Unincorporated community in the state of Oregon, United States

Three Rivers South or Three Rivers is a census-designated place (CDP) and unincorporated community in Deschutes County, Oregon, United States. It is part of the Bend, Oregon Metropolitan Statistical Area. The population was 3,014 at the 2010 census.

==Geography==
Three Rivers South is located in south-central Deschutes County, south of Sunriver and north of La Pine, just west of U.S. Route 97. The Deschutes and Little Deschutes rivers join in the CDP, with the Little Deschutes passing through the eastern part of the CDP and the Deschutes River passing through the west. The Spring River is a short spring-fed river in the northern part of the CDP that joins the Deschutes River from the west.

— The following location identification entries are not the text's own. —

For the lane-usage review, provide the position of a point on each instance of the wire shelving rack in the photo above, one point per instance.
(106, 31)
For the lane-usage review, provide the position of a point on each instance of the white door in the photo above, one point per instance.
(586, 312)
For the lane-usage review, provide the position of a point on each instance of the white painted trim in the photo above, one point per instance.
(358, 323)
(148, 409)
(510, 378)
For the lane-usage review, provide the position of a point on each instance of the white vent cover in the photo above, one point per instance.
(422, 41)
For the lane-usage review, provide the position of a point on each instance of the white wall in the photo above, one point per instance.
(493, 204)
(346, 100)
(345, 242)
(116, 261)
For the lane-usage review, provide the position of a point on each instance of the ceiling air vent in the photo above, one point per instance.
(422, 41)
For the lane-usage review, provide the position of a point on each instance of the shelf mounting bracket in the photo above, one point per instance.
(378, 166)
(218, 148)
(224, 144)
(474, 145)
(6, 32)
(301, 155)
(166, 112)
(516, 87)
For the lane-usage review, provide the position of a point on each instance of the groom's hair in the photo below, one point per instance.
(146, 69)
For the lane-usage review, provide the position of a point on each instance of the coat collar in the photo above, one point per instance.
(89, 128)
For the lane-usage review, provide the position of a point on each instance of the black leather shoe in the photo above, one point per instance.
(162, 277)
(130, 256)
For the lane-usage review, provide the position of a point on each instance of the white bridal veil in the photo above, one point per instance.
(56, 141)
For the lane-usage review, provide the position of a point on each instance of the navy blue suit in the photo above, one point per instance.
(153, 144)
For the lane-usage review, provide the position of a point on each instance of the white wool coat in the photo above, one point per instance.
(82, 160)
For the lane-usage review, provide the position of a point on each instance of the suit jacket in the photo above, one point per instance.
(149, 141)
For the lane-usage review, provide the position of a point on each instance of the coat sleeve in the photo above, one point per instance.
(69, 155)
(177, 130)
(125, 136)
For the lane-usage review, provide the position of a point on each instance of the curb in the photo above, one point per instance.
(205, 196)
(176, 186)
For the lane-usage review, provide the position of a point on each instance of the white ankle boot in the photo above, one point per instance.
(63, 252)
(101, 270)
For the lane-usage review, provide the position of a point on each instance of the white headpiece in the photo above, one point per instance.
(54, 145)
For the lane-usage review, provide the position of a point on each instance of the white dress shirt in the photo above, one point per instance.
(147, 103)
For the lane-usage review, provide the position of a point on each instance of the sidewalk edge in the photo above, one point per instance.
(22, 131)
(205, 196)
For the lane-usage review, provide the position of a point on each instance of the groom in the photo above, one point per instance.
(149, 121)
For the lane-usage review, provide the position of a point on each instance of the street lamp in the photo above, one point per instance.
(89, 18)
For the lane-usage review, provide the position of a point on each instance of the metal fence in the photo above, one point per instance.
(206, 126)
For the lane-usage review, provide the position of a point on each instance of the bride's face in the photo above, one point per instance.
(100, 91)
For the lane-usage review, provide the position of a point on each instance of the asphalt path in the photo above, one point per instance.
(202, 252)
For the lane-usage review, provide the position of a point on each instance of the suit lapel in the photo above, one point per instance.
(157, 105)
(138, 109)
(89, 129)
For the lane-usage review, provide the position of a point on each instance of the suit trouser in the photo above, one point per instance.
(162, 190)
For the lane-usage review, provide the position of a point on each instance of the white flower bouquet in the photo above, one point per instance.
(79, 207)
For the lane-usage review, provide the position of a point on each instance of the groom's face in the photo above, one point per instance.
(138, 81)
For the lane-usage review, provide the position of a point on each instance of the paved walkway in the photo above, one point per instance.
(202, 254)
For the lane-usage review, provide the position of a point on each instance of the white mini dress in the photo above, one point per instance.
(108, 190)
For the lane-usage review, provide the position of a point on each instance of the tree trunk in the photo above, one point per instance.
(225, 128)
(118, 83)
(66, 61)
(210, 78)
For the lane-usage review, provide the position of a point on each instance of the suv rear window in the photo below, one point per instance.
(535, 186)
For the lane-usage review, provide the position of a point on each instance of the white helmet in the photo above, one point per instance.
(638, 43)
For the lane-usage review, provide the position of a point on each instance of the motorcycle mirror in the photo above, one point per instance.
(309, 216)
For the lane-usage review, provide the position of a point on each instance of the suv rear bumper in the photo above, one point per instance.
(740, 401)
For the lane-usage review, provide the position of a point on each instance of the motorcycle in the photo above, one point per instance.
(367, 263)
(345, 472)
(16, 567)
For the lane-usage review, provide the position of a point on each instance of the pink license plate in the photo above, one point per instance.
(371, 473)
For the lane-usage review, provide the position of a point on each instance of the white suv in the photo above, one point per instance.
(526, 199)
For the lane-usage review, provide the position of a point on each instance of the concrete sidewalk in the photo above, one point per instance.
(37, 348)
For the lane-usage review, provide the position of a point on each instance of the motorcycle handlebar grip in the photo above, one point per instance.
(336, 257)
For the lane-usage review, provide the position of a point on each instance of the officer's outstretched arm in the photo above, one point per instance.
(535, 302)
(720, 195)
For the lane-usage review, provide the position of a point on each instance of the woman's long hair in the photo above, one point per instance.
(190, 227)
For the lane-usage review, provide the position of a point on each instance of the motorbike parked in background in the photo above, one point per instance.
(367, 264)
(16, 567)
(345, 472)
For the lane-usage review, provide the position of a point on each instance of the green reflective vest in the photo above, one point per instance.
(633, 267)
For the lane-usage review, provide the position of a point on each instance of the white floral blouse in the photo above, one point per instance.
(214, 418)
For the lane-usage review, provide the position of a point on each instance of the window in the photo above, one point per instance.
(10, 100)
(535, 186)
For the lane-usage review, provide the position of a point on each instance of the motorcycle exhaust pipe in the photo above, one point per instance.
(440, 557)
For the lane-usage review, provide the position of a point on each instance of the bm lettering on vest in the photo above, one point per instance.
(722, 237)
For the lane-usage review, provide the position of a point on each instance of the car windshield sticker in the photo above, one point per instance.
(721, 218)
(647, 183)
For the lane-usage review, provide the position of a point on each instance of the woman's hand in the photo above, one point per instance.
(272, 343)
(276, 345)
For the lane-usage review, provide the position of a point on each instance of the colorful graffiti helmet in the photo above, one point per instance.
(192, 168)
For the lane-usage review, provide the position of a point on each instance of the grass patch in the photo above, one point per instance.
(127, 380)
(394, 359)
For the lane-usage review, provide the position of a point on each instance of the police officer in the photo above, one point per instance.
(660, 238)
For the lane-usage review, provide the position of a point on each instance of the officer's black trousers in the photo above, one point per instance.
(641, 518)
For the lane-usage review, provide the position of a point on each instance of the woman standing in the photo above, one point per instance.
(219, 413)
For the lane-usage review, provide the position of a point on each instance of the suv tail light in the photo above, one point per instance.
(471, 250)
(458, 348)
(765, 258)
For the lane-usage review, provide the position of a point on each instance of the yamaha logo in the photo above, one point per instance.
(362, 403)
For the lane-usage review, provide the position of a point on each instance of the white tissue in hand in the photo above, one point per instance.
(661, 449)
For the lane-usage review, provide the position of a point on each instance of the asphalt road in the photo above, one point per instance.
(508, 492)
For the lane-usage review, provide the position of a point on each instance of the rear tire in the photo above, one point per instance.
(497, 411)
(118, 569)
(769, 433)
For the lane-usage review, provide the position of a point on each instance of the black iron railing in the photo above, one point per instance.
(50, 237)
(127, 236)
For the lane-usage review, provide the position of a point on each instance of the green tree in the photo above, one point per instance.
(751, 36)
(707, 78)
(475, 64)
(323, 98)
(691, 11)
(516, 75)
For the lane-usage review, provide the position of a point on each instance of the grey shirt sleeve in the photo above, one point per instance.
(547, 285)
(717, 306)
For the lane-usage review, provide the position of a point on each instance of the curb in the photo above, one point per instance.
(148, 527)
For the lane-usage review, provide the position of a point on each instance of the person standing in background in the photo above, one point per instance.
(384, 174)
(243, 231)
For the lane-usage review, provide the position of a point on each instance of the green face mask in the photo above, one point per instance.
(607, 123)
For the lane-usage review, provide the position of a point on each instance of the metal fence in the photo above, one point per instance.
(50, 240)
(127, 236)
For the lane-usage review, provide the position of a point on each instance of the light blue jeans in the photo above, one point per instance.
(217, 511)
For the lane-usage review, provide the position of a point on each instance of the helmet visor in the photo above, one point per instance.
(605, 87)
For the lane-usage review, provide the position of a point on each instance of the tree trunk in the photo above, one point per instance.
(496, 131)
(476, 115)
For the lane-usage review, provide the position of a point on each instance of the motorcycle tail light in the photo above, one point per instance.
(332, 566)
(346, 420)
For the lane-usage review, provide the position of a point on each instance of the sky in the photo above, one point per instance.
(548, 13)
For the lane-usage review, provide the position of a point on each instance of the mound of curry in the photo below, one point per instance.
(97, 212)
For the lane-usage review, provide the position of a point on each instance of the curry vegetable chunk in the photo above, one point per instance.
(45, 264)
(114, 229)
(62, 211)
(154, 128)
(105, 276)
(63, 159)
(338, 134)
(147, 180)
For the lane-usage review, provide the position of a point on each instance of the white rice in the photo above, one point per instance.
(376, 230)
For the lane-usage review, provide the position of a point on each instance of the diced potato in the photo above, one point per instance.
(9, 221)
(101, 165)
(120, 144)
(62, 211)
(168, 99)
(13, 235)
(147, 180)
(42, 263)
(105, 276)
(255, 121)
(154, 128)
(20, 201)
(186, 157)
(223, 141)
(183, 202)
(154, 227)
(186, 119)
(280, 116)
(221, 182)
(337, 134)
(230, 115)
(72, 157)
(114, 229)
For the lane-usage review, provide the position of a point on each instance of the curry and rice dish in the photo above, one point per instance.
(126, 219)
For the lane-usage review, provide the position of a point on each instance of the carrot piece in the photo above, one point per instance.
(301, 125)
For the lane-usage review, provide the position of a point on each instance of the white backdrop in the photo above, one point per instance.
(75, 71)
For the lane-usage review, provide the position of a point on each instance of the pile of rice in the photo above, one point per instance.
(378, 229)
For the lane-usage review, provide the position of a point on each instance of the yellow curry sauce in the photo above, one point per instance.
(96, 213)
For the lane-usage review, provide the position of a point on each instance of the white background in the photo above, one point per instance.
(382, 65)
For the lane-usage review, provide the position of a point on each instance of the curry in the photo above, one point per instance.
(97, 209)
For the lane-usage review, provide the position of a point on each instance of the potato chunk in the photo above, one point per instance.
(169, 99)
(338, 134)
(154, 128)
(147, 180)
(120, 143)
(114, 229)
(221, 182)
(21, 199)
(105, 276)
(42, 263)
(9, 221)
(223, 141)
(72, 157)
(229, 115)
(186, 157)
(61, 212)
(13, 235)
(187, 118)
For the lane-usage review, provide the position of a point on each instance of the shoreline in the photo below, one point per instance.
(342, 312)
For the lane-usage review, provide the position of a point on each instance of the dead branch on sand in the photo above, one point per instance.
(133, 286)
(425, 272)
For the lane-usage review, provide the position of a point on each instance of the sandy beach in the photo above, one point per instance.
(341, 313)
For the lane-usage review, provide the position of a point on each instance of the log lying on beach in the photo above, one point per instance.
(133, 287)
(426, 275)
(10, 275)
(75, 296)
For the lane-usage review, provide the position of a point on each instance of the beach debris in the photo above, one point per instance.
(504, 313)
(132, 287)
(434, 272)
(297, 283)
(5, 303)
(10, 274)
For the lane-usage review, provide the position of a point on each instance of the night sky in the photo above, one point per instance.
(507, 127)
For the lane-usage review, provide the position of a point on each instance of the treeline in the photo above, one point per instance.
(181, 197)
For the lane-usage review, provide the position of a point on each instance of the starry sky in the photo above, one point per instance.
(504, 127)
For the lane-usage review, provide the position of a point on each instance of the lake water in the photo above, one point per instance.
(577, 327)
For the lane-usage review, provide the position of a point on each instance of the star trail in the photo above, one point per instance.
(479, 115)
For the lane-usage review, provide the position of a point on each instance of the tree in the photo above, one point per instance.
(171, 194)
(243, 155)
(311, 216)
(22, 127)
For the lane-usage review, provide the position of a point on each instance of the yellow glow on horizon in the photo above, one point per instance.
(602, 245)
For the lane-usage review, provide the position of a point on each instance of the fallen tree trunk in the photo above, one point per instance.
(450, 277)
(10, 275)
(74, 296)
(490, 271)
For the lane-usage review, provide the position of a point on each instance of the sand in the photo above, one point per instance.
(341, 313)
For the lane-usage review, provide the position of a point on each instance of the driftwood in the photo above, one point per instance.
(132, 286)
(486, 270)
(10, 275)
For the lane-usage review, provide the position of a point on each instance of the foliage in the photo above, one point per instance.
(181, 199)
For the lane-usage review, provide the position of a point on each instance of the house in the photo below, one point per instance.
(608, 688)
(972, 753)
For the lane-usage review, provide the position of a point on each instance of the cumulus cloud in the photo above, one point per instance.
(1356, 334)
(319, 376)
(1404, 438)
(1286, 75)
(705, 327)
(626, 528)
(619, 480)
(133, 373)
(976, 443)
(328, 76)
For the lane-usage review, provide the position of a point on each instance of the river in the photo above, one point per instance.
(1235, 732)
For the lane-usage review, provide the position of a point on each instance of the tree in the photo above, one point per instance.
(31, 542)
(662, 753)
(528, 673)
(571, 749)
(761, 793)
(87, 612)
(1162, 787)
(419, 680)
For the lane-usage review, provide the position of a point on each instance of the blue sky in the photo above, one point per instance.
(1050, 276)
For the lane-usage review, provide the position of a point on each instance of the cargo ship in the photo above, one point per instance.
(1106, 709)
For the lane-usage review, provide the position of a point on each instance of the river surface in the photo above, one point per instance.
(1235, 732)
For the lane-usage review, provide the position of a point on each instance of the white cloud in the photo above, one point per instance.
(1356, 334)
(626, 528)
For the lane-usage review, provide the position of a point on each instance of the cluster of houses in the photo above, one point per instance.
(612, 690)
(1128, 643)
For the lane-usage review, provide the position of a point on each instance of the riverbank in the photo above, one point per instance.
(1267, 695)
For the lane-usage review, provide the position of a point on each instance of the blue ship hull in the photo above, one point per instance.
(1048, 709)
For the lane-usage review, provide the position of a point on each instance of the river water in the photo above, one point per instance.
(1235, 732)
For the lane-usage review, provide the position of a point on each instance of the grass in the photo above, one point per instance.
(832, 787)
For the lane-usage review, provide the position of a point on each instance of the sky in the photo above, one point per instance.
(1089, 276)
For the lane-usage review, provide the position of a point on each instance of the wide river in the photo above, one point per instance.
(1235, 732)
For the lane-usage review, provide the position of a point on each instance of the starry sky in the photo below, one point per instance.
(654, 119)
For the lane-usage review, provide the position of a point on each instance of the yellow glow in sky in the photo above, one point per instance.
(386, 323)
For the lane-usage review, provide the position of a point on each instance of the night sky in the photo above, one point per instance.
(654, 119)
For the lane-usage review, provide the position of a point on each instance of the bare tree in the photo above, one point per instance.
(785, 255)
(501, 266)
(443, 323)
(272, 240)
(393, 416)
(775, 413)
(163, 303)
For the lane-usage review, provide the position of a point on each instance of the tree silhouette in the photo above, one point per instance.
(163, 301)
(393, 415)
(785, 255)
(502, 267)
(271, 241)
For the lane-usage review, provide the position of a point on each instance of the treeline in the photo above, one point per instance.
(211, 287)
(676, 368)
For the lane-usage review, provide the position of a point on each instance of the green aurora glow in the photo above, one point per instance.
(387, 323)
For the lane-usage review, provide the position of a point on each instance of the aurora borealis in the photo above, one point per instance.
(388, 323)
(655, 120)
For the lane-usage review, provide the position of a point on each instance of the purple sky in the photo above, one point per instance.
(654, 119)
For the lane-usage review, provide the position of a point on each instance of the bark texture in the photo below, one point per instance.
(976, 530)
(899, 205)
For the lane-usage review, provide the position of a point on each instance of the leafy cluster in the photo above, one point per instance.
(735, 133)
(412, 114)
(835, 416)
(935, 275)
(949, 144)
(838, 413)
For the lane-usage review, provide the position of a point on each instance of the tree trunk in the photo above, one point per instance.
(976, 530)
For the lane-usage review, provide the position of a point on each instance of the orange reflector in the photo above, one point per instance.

According to the United States Census Bureau, the CDP has a total area of 19.5 km2, all counted as land.

==Demographics==

As of the census of 2000, there were 2,445 people, 991 households, and 709 families residing in the CDP. The population density was 257.6 PD/sqmi. There were 1,575 housing units at an average density of 165.9 /sqmi. The racial makeup of the CDP was 94.81% White, 0.37% Black, 1.43% Native American, 0.29% Asian, 0.41% from other races, and 2.70% from two or more races. Hispanic or Latino of any race were 2.70% of the population.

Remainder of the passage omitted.